Harun menambahkan, beberapa terowongan di Mina memiliki panjang minimal 1 kilometer. Setelah keluar dari terowongan, ada area terbuka dan jalur evakuasi yang memungkinkan ambulans bergerak lebih leluasa.
"Selain ada ambulans dari teman-teman kesehatan, juga ada pelayanan kesehatan dari Kementerian Haji Arab Saudi," ujarnya.

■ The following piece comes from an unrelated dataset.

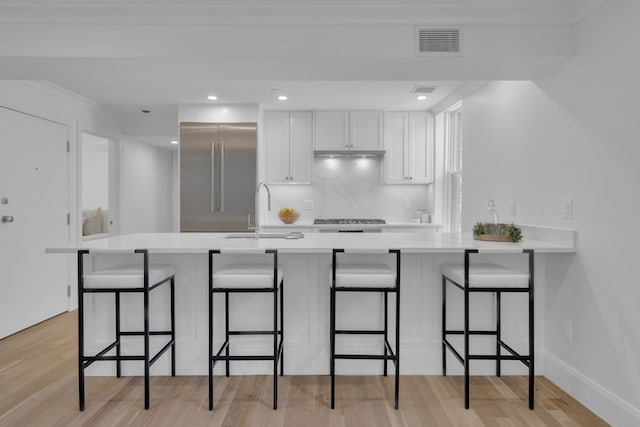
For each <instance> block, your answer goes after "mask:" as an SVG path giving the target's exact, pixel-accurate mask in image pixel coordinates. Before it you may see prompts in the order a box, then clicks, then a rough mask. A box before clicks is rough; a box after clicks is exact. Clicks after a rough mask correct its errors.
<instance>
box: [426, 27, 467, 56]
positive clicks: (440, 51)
mask: <svg viewBox="0 0 640 427" xmlns="http://www.w3.org/2000/svg"><path fill="white" fill-rule="evenodd" d="M461 41H462V35H461V31H460V28H417V34H416V42H417V54H418V55H442V54H460V53H461Z"/></svg>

Dalam orientasi lapangan itu, tim juga menyisir lantai 3 Mina, yang akan menjadi area kerja PPIH Daker Madinah. Petugas berjalan kaki dari tenda jemaah, melewati terowongan, hingga ke Jamarat, lokasi pelemparan jumrah.
"Supaya tahu seperti apa medan sesungguhnya. Jadi, begitu ada jemaah haji kita yang membutuhkan pertolongan atau terlepas dari rombongannya, kita bisa langsung memberikan pertolongan dan bantuan," tegas Harun.
Ia juga menunjukkan titik-titik penting di sepanjang jalur Mina, seperti pos Ad Hoc, Mobile Crisis Rescue (MCR), dan jalur-jalur kritis yang harus dihafal oleh petugas.
“Mulai dari pos Ad Hoc, MCR, hingga jalur-jalur kritis yang harus kita jaga bersama. Semua harus sudah hafal di luar kepala,” katanya.
Kepadatan besar diperkirakan terjadi pada 10 Dzulhijjah atau 6 Juni saat pelemparan Jumrah Aqabah. Harun menekankan pentingnya kesiapan menyeluruh dari semua petugas karena berkaitan dengan keselamatan nyawa Jemaah.
Ia berharap sistem evakuasi estafet dapat mengurangi kemacetan saat kondisi darurat dan memastikan ibadah jemaah berjalan lancar.
“Dengan adanya orientasi ini, kami harapkan petugas bisa mengantisipasi dan memitigasi untuk kegiatan-kegiatan yang akan kita laksanakan nanti," ujar Harun.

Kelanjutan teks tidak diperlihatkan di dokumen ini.